We had WPO animated leafs on the trees, but disabled WPO for Virtual Shadow Maps, so there were barely any Cache invalidations.

Fortnite wanted to have animated shadows AND a day Night cycle, so they had to do it this way.

But even when disabling caching in my example project, the total render time is 5.8-6.5ms.

So an average of 150 FPS. That is more than enough for any VR Game with that Level of quality.

their LOD algorithm is still broken, logicless, slow, and VERY limited.

In the time you’ve spent here complaining, you could have written your own. So why are you still here? Nobody is forcing you to use it.

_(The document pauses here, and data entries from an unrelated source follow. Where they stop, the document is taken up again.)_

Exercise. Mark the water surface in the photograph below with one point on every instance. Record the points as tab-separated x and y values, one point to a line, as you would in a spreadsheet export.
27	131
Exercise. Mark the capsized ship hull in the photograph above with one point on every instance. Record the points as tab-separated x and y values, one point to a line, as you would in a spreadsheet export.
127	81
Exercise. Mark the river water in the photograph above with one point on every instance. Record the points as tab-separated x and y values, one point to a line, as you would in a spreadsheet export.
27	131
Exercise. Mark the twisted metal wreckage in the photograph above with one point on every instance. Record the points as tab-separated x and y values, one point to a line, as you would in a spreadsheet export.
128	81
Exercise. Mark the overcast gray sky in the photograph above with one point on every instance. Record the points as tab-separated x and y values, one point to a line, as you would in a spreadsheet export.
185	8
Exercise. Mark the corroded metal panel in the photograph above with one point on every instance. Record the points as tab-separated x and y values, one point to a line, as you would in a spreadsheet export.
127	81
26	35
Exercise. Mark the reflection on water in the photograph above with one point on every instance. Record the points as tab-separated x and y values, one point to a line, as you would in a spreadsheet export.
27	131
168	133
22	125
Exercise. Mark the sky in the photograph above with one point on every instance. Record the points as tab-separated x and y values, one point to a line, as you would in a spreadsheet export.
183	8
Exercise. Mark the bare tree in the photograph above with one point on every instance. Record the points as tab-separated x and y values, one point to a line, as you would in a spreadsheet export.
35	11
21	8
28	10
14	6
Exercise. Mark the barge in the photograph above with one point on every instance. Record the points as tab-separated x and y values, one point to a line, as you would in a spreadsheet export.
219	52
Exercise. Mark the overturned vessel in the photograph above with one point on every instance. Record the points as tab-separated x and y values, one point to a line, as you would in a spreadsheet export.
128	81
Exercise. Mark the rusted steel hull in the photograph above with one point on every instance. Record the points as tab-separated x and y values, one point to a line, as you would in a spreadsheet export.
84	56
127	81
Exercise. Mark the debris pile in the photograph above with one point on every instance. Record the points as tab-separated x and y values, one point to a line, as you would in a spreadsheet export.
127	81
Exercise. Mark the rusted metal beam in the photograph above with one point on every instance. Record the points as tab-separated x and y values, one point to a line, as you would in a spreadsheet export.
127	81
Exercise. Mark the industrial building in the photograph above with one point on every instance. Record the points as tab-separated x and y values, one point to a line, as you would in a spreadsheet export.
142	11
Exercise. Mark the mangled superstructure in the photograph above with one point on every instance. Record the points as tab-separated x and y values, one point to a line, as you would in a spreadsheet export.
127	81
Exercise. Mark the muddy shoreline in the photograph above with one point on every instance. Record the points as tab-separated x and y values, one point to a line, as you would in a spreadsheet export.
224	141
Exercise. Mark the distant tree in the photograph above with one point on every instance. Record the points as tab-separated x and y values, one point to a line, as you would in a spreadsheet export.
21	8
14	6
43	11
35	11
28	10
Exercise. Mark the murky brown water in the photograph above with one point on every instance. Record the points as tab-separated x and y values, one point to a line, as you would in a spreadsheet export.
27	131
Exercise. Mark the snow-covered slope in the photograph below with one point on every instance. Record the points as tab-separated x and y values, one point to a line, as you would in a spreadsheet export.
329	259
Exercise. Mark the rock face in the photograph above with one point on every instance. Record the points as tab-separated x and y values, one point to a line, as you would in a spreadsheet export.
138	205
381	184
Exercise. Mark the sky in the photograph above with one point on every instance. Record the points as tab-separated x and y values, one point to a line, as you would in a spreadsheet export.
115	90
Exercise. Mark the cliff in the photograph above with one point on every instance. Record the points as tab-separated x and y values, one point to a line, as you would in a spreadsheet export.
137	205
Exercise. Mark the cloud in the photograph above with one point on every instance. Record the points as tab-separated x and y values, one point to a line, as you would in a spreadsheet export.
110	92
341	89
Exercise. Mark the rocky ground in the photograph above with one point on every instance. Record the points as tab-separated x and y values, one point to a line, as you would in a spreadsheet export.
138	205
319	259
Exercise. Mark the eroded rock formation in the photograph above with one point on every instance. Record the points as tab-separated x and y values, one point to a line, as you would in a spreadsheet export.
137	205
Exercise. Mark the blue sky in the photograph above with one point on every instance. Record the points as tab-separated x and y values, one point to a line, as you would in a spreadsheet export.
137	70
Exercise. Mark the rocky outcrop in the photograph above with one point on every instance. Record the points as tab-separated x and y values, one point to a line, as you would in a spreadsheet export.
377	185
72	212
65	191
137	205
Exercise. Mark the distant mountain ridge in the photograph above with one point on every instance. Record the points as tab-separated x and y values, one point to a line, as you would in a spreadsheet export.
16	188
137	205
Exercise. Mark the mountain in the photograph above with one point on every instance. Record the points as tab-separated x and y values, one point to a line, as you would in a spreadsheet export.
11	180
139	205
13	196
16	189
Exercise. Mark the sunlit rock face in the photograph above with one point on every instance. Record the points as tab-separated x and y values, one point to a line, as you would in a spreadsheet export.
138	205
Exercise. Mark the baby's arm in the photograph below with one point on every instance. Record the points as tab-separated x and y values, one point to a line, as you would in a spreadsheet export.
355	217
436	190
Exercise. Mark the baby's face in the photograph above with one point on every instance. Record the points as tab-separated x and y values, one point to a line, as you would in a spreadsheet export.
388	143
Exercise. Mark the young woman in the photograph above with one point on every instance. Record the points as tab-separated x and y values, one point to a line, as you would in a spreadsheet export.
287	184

The majority of gamers hate unreal and the few that do like it have no idea what they are talking about.

Citation needed.

Brian Karis said the reason he wanted to make Nanite is becuase “what’s the point in making a technically limited scene if that’s not even how the artist envisioned it”.

I can’t enjoy your art when it’s blurry and unperformant

Nanite provides you the opposite of blurry. It allows you to view your meshes in nearly infinite detail.

Look, you are just a kid, you aren’t a rendering engineer, you aren’t an engine developer, you aren’t a professional with decades of industry experience. You DON’T know what you are talking about.

This entire thread is filled with garbage, misinformation and whining. Its probably the worst thread created on this otherwise very helpful community forum. You should delete it.